Yep, I'm well aware that there's ways to do what you've described, but 1) I doubt the existing board software here has native capability for such (or if it does, in a way that can be done automatically on a nightly basis), 2) I'm unaware of any software that can scrape the SQL tables for an old phpBB forum and create static files for it all. If you know of such software, awesome -- or if you feel like writing it, equally as awesome -- sounds like a good project for you to take on. Pass the idea by Memblers. He runs the site, I just run the server / network. :)

I would be more than happy to incorporate the data into the cronjob we have that makes the weekly ZIP (or even offer a separate ZIP file for just the board).
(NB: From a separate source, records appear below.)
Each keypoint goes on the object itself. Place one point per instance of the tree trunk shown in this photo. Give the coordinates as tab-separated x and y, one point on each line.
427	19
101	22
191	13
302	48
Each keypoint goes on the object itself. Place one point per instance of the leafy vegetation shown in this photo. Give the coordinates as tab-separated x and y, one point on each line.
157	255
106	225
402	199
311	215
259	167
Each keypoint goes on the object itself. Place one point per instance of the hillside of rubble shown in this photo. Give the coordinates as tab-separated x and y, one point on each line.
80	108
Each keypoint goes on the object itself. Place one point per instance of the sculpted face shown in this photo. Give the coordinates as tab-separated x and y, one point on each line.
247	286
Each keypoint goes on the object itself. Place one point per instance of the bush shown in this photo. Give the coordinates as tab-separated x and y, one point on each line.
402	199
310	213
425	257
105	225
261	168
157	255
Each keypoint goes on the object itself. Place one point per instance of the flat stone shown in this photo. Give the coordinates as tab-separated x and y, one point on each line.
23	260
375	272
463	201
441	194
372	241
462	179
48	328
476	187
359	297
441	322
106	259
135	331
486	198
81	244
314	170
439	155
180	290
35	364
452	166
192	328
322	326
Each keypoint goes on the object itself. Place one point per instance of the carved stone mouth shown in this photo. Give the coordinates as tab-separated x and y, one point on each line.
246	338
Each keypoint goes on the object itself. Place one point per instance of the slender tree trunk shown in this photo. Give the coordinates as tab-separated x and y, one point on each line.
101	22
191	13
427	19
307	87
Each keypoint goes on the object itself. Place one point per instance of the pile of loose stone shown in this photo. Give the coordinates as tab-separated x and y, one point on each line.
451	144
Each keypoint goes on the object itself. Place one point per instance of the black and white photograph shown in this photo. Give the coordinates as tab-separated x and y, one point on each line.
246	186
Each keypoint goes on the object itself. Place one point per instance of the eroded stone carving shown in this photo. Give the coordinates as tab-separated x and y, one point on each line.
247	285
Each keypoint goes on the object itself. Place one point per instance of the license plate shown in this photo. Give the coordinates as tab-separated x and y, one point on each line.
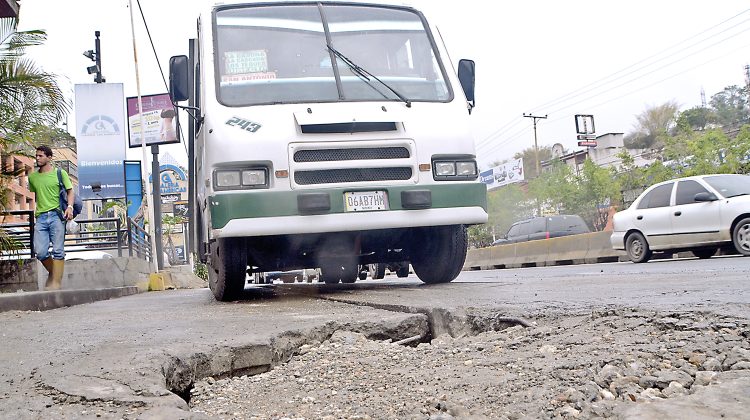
365	201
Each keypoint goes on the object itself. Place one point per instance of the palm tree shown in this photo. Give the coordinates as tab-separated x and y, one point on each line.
29	100
29	97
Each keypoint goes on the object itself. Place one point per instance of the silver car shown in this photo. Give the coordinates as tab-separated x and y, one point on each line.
699	213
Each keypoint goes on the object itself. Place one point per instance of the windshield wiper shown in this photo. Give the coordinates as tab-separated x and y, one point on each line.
366	74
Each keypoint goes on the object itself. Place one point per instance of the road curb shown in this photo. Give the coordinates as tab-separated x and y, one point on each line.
43	301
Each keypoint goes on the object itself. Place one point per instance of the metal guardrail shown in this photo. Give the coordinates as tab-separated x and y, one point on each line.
105	234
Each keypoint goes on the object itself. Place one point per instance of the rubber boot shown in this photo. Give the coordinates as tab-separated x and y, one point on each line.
47	263
58	267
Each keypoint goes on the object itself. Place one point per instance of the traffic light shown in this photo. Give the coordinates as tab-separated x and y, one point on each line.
95	55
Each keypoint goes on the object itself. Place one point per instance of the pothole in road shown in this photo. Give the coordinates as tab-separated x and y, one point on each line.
607	363
181	373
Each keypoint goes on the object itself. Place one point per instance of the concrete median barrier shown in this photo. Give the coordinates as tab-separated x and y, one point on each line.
576	249
532	253
600	249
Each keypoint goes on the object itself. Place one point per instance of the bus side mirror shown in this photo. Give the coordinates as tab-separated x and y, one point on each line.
178	79
466	77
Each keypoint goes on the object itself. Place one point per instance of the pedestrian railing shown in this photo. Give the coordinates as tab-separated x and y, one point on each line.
105	234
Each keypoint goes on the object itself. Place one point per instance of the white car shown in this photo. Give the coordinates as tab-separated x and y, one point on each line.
699	213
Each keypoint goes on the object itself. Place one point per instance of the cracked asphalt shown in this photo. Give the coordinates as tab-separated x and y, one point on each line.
607	340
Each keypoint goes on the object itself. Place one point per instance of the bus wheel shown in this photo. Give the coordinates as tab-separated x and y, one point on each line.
362	274
335	272
226	272
439	253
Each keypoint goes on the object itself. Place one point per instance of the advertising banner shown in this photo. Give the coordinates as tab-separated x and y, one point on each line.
159	120
100	140
504	174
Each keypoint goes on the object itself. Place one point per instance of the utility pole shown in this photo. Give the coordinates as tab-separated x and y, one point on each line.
536	146
95	55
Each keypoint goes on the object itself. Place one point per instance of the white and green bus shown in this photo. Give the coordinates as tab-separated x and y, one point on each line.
329	135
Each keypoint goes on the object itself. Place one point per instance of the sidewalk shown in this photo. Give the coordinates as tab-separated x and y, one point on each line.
42	301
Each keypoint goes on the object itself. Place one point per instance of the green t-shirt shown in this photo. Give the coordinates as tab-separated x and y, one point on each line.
47	189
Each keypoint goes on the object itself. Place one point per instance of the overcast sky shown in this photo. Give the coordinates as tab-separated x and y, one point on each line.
559	58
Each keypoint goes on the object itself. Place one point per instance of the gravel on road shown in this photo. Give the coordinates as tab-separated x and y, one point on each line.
618	363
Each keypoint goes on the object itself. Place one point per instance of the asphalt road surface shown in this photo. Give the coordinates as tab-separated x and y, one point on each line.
664	339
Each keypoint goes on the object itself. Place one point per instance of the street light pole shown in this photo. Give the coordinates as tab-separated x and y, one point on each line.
536	146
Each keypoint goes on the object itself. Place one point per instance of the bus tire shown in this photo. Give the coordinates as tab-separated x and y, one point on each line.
439	253
226	271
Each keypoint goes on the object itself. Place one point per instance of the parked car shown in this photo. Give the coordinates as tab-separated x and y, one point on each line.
543	228
699	213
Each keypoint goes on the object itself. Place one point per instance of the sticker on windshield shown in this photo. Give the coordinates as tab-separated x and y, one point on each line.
243	62
243	124
243	66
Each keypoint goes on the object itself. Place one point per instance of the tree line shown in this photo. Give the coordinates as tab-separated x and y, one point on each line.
708	139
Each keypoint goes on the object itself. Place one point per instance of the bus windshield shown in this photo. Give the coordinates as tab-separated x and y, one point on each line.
282	54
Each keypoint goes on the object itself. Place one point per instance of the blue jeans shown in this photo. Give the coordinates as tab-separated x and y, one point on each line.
49	228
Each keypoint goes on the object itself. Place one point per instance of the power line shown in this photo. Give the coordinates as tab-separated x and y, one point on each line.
158	63
597	84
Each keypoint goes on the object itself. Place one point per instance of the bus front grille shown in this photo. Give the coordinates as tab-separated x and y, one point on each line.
360	153
335	176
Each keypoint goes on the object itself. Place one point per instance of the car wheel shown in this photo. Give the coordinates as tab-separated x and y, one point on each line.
704	253
227	269
637	248
741	236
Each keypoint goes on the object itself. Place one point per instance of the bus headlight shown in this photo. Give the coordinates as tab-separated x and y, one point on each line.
227	179
455	169
445	168
466	168
254	177
240	178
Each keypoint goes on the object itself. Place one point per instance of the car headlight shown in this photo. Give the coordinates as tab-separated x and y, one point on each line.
445	168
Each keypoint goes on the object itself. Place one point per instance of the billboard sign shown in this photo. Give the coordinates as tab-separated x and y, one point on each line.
504	174
100	140
159	120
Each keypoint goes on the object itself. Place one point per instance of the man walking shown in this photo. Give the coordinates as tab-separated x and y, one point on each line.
50	218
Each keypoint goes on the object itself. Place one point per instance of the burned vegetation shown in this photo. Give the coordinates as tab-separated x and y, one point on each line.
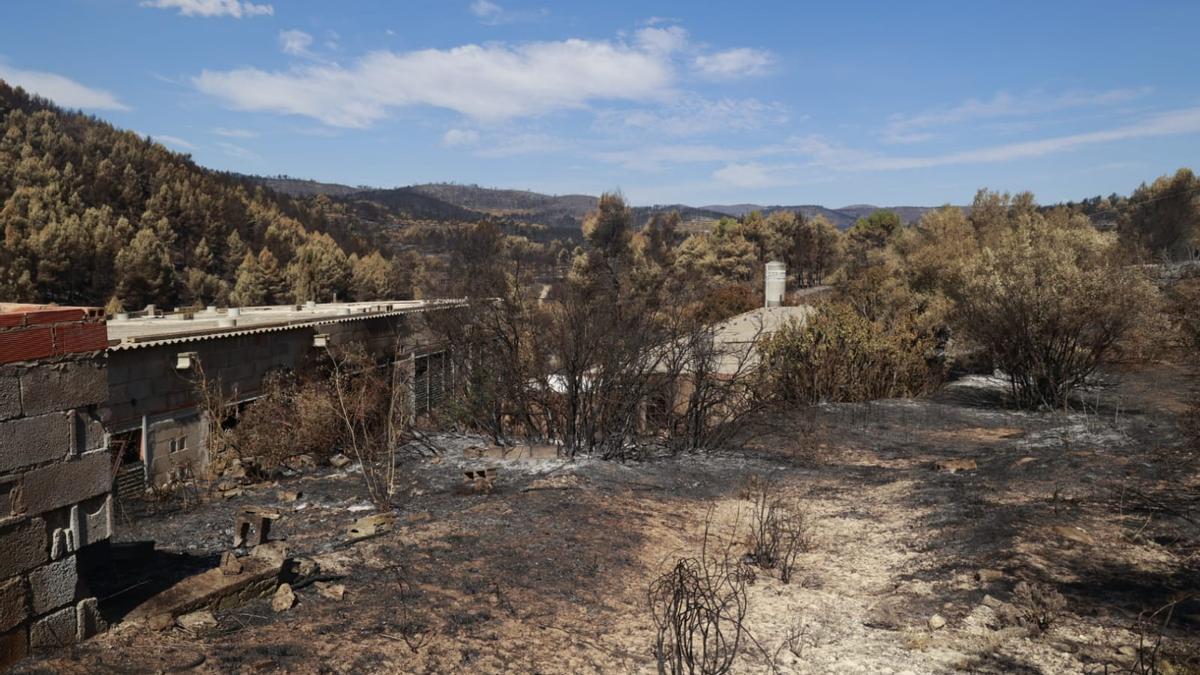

The only reason I'm offering the weekly ZIP is because Memblers and I both felt it might keep people from downloading the entire sites' content on a regular basis. It has helped -- there's even someone that mirrors that ZIP file on a weekly basis (they fetch it once a week a few hours after we automatically update it). But sadly it doesn't stop people who use leech software (not the mention ones which forge their User-Agent!) against http://nesdev.com/ and then don't bother to look at it what the client is doing for 24+ hours (since they all get stuck in infinite loops once they hit the web boards).

EDIT: I thought about this a little bit more. I'm going to try an experiment for you, tepples. I'm going to remove the robots.txt for the next 3-4 weeks and watch our bandwidth usage closely. I put the robots.txt in place back in February of 2007, so it's possible Google and others have fixed their crawling software within the past year. If things get bad, obviously I'll put it back, but I'm willing to try an experiment for now.

Let me know how things look in a few days (I forget how often Google runs their scrapes).

P.S. -- Looks like they finally stopped: http://jdc.parodius.com/lj/china_incident/dropped_packets_0330_1523.png

by Xkeeper on 2008-05-06 (#33293)

fwiw, you could block certain pages that are known to eat bandwidth, like viewtopic.php?p=* (and other things, and only let it archive forums and threads.

by koitsu on 2008-05-12 (#33382)

Xkeeper wrote:
fwiw, you could block certain pages that are known to eat bandwidth, like viewtopic.php?p=* (and other things, and only let it archive forums and threads.

That doesn't work in the long-term. The way things are currently work fine, and Google should be caching the forums (tepples can verify the robots.txt is gone). The amount of bandwidth this site gets is pretty astounding considering how "niche" it is. People don't understand how expensive bandwidth is.